Asthma and the Missing Heritability Problem: Necessity for Multiomics Approaches in Determining Accurate Risk Profiles

Abstract

Asthma is ranked among the most common chronic conditions and has become a significant public health issue due to the recent and rapid increase in its prevalence. Investigations into the underlying genetic factors predict a heritable component for its incidence, estimated between 35% and 90% of causation. Despite the application of large-scale genome-wide association studies (GWAS) and admixture mapping approaches, the proportion of variants identified accounts for less than 15% of the observed heritability of the disease. The discrepancy between the predicted heritable component of disease and the proportion of heritability mapped to the currently identified susceptibility loci has been termed the 'missing heritability problem.' Here, we examine recent studies involving both the analysis of genetically encoded features that contribute to asthma and also the role of non-encoded heritable characteristics, including epigenetic, environmental, and developmental aspects of disease. The importance of vertical maternal microbiome transfer and the influence of maternal immune factors on fetal conditioning in the inheritance of disease are also discussed. In order to highlight the broad array of biological inputs that contribute to the sum of heritable risk factors associated with allergic disease incidence that, together, contribute to the induction of a pro-atopic state. Currently, there is a need to develop in-depth models of asthma risk factors to overcome the limitations encountered in the interpretation of GWAS results in isolation, which have resulted in the missing heritability problem. Hence, multiomics analyses need to be established considering genetic, epigenetic, and functional data to create a true systems biology-based approach for analyzing the regulatory pathways that underlie the inheritance of asthma and to develop accurate risk profiles for disease.
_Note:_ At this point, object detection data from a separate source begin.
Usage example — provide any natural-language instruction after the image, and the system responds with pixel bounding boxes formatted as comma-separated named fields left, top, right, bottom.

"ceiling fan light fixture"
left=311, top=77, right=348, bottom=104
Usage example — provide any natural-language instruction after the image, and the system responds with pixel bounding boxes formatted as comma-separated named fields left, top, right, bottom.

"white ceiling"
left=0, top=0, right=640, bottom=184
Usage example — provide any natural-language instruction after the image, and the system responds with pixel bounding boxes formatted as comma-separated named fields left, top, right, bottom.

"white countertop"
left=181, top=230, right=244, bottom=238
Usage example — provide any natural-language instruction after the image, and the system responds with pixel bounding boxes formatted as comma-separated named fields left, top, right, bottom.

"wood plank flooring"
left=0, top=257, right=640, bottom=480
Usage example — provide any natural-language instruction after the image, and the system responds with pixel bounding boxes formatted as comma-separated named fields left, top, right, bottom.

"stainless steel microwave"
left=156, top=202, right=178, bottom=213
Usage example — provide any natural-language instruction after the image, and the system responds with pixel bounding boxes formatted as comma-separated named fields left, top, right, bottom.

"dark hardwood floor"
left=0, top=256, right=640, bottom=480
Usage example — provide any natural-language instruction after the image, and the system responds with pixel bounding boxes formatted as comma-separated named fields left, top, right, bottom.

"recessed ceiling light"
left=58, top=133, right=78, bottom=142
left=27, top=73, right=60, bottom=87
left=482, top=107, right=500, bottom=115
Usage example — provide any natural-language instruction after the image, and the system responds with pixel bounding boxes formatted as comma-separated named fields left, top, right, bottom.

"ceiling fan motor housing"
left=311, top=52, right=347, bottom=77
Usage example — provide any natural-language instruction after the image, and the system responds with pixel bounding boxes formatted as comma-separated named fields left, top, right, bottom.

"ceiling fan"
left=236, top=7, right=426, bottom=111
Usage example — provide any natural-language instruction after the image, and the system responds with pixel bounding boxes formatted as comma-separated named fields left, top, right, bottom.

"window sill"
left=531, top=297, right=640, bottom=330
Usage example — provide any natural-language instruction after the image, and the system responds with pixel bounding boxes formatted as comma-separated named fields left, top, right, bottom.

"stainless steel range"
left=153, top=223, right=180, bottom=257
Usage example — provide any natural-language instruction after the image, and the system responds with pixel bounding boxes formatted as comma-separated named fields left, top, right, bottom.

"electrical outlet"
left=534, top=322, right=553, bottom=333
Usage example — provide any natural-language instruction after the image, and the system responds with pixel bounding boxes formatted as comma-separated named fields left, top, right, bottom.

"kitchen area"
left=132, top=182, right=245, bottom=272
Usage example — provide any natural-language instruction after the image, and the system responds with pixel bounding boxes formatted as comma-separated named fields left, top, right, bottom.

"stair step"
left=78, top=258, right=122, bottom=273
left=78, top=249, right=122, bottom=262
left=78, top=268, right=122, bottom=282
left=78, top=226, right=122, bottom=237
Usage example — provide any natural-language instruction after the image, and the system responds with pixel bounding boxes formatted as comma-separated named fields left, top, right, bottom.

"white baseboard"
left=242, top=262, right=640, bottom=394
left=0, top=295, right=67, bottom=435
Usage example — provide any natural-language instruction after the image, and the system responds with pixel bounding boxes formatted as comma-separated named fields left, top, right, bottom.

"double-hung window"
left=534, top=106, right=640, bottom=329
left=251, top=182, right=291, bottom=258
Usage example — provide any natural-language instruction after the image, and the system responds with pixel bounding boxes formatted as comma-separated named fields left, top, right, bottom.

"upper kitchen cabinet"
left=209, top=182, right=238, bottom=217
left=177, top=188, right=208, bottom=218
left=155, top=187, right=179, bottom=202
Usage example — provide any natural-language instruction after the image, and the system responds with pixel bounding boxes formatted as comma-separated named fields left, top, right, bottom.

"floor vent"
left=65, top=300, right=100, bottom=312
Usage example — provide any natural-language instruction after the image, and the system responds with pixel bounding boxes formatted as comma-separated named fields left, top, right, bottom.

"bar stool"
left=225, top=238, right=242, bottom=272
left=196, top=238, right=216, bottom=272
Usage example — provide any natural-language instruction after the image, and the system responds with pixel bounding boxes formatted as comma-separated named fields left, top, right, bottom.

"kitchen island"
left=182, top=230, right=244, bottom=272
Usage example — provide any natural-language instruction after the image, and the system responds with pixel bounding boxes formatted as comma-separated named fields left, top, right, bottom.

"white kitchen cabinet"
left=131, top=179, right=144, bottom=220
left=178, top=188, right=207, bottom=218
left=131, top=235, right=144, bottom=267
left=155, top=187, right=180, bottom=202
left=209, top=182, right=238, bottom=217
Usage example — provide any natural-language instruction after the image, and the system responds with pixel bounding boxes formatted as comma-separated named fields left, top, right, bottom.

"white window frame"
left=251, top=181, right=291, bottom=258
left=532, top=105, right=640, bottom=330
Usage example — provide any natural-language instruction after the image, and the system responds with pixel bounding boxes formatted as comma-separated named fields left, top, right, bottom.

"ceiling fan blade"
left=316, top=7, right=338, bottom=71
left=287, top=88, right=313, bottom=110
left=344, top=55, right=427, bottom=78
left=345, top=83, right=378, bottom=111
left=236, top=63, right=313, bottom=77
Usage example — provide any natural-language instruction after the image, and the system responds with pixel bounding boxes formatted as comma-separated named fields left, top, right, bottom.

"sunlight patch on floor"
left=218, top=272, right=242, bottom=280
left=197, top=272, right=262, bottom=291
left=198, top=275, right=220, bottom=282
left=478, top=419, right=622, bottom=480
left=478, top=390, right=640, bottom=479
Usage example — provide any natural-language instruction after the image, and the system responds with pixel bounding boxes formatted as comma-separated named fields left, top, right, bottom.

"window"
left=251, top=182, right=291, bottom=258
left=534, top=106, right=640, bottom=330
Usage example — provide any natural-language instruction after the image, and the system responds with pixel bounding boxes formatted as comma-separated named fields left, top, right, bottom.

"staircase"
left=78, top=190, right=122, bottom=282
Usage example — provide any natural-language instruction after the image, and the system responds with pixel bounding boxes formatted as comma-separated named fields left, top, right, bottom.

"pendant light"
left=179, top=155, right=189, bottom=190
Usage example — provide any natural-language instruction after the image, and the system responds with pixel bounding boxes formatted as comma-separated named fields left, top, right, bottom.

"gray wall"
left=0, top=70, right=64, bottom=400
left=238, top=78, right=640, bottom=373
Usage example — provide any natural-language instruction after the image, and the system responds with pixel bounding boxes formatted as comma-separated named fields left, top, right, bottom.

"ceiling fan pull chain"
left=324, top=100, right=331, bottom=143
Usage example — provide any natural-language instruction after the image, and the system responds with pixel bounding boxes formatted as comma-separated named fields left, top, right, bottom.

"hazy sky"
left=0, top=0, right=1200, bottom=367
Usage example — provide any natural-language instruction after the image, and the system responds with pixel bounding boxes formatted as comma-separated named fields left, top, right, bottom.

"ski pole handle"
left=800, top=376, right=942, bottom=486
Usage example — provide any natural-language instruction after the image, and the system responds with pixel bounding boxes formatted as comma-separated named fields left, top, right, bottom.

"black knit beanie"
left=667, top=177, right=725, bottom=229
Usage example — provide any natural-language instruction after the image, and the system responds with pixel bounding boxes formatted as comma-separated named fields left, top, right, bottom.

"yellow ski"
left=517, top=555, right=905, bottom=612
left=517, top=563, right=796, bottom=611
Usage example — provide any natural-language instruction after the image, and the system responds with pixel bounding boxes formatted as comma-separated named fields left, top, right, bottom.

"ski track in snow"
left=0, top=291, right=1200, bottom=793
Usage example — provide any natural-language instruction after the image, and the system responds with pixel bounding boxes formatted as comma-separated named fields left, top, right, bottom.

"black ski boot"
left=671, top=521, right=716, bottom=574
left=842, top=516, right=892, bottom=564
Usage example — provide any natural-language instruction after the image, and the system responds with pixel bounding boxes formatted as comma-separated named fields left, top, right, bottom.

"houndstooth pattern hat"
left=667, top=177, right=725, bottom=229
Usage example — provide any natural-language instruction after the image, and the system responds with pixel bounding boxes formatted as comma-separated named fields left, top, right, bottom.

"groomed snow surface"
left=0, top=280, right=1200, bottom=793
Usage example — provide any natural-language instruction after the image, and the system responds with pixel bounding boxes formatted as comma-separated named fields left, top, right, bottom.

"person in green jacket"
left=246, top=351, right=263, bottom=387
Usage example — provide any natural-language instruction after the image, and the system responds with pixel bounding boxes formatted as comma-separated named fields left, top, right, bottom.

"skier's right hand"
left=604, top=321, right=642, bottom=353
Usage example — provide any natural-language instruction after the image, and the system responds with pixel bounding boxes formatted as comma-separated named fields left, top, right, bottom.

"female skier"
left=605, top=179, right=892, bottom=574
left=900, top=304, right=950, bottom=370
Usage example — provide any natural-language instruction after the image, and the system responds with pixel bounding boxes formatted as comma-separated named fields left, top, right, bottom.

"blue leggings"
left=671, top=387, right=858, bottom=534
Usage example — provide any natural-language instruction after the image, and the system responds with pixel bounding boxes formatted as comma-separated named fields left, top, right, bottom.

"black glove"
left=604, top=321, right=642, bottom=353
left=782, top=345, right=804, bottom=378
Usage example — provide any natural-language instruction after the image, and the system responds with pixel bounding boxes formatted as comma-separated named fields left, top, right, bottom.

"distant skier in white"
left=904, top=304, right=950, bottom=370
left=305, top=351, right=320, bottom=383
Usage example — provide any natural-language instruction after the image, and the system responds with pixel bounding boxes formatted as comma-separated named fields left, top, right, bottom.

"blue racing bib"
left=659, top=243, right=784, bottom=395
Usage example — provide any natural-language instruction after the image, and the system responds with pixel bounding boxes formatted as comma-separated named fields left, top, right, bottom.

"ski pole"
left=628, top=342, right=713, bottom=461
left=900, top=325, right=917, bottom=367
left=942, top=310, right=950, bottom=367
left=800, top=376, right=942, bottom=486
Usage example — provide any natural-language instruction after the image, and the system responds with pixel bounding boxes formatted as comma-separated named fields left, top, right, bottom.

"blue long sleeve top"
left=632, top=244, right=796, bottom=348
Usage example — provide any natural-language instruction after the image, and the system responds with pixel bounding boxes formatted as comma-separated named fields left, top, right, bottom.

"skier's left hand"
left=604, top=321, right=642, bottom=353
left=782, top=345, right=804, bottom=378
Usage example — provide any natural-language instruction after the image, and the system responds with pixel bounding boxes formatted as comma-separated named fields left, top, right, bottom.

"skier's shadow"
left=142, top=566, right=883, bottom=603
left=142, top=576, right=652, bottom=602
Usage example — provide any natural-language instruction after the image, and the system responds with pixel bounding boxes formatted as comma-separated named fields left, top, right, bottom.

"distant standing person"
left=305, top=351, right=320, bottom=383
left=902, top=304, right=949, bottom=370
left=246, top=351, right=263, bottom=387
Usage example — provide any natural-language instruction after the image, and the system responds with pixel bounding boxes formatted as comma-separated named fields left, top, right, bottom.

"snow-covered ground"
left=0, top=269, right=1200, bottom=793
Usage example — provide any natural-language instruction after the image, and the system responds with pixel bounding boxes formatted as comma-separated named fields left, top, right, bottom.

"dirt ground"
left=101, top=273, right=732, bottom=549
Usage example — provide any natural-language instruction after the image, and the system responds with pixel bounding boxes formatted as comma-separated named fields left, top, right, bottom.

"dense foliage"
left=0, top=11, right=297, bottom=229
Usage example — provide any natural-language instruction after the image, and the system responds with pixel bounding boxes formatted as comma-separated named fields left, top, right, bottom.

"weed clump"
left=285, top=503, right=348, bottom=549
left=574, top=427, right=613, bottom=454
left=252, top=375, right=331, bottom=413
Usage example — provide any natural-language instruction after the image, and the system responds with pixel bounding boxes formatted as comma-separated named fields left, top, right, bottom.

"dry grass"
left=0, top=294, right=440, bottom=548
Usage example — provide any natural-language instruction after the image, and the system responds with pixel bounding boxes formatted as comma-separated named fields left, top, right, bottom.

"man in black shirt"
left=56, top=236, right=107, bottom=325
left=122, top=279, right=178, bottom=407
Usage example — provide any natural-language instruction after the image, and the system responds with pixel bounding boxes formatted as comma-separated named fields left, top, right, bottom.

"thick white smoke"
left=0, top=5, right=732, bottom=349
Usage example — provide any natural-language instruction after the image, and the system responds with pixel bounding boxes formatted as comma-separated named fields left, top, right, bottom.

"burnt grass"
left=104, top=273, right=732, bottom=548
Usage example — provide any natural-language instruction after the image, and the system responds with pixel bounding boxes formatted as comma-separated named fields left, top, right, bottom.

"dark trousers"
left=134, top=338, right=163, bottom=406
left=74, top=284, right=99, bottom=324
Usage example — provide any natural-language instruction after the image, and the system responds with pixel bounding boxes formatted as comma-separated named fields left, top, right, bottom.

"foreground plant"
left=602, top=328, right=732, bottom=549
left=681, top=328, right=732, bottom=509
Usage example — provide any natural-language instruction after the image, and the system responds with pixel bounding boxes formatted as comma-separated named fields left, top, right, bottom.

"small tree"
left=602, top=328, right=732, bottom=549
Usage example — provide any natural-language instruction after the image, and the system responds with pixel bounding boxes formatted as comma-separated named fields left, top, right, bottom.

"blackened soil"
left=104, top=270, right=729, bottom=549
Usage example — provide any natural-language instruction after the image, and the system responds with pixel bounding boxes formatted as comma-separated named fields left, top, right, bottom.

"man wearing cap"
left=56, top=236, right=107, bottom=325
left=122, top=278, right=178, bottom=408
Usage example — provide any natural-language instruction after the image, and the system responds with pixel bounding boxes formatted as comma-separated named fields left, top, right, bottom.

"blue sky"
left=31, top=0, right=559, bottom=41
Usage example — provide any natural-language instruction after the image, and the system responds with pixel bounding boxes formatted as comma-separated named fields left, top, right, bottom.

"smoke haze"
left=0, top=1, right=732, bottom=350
Keywords: GWAS - genome-wide association study; asthma; epigenetics; inheritability; maternal inheritance, atopic disease; microbiome and dysbiosis; multiomics approach.

Figure 1

Summary of the Heritable Genetic and Non-Genetic Factors that Contribute to the Predisposition for Atopic Diseases. Factors can be divided into two major categories. (1) Genetic factors including genetically encoded features such as SNPs and HLA haplotype, along with alterable non-genetically encoded epigenetic features including DNA methylation and histone acetylation status. (2) Non-Genetic factors consisting of developmental, environmental, and maternal influences including the maternal microbiome is all transmitted during fetal and/or early neonatal development.

Figure 2

Mechanisms of Allergic Disease Development. (A) Representative image depicting the first stage of an allergic response driven by the recognition of environmental allergens as inflammatory mediators by pattern recognition receptors (PRR) present on the surface of dendritic cells (DC) and epithelial cells in barrier tissues. Epithelial cells produce defensive cytokines including TSLP, IL-25 and IL-33 that modulate activated DC and direct naïve T cells towards the TH2 phenotype. In the absence of inflammatory stimuli, naïve T cells may be activated in a tolerogenic manner and differentiate to become peripherally induced Treg cells (pTreg), which in concert with thymically produced T regs (nTreg), mediate the dampening of inflammatory responses. Activated TH2 cells produce IL-4 and mediate B cell class switching and production of IgE. Together with ILC2, Th2 cells additionally produce IL-5 and IL-13 that regulate the activation of the innate immune system and induces migration of eosinophils, mast cells and basophils to the sites of inflammation, where IgE bound to the FcERI receptors on mast cells and basophils recognizes the cognate allergen. This induces degranulation and release of further inflammatory mediators including histamine, leukotrienes, and heparin. (B) Analysis of protein-protein interactions of the 216 genes identified by GWAS from Han et al. (19) using the STRING database (48). Identification of several clusters of highly relevant pathways that overlay with the known functional pathways previously associated with asthma and allergic diseases, including the major cytokines signals associated with TH2 differentiation (IL-2, IL-4 and IL-13) along with the downstream mediators of differentiation—STAT6 and GATA3—and transcription factors associated with Treg differentiation—FOXP1 and SMAD—which are involved in the TGFβ signaling (blue). Additionally, the TRAF1 signaling nexus is identified, where TRAF1 has previously been identified as a key factor in allergic inflammation and the regulation of IL-4 production (red) (49). FcERI signaling and interactions between TCR and MHCII (HLA-DQA1) are identified (green) and multiple pairs of protein-protein interactions integral for development of allergic inflammation are also identified (pink)—notably IL-33-IL1RL1 (50) and BATF3-BACH2 (51). Data displayed is developed using Cytoscape v.3.9 (52).